Ni por un momento dejé de creerme lo que me estaba diciendo. En lugar de eso, sólo para confirmar que tenía buenos motivos para avergonzarme, eché un vistazo a las llamadas perdidas del móvil. Allí estaba. El 26 de abril, cuatro perdidas. El 27 de abril. Otras tres. No las había visto antes.
—Vaya, lo siento.
—Ya.
Silvia trató de calmar los ánimos. No quería que me sintiera mal, pero no podía sentirme peor. Fue ella la que me contó cómo había sido ver con él la peli. De principio a fin.
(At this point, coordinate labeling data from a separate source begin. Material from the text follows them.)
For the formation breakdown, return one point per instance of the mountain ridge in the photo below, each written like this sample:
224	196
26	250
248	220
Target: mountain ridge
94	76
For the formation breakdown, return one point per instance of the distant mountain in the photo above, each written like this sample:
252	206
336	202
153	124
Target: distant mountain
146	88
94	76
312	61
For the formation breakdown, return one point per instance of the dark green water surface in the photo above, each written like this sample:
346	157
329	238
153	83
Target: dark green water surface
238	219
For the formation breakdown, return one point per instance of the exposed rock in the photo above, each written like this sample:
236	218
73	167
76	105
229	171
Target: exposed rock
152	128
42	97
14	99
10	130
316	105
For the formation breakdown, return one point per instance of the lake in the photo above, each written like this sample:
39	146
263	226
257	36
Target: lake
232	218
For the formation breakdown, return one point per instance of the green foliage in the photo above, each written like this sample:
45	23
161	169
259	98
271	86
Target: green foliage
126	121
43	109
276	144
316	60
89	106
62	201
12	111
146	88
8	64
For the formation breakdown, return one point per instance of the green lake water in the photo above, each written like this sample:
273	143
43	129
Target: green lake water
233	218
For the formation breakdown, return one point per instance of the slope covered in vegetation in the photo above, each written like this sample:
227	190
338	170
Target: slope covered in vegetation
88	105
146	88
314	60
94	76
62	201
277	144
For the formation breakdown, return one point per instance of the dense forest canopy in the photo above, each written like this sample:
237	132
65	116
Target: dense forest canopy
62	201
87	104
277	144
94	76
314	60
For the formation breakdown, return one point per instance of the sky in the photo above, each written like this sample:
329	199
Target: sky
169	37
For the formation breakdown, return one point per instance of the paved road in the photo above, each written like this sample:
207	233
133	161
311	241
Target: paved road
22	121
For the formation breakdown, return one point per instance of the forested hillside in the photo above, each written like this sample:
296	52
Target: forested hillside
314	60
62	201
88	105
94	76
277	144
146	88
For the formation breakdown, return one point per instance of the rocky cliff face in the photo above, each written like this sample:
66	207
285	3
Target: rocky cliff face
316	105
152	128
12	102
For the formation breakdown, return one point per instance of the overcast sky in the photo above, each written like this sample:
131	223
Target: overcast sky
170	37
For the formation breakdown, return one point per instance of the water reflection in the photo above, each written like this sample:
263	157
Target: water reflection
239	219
—Cuando se encendieron las luces, lo primero que hice fue mirar a Roberto, porque estaba muy quieto y me preocupaba un poco. Ni te imaginas la cara de felicidad que tenía. Le caían unos lagrimones enormes por las mejillas. Le había encantado. Nosotros también estábamos llorando, pero no por la película. Sabíamos que era la última que veríamos juntos.
—No me llaméis el Líder. Llamadme Phil Coulson —había dicho.
—Y a los cuatro días, ya ves —retomó Alfredo—. Lo estamos enterrando. El muy cabrón ha aguantado hasta el último momento para ver la película. Y ni un minuto más.
No más que decir. Esperaba que volvieran los reproches, que me dijeran que, con parto de por medio o no, siempre estaba demasiado ocupado para volver a casa, que no me veían el pelo ni en Navidad. No abrieron la boca, pero dio igual. Sentía que había fallado a mis amigos.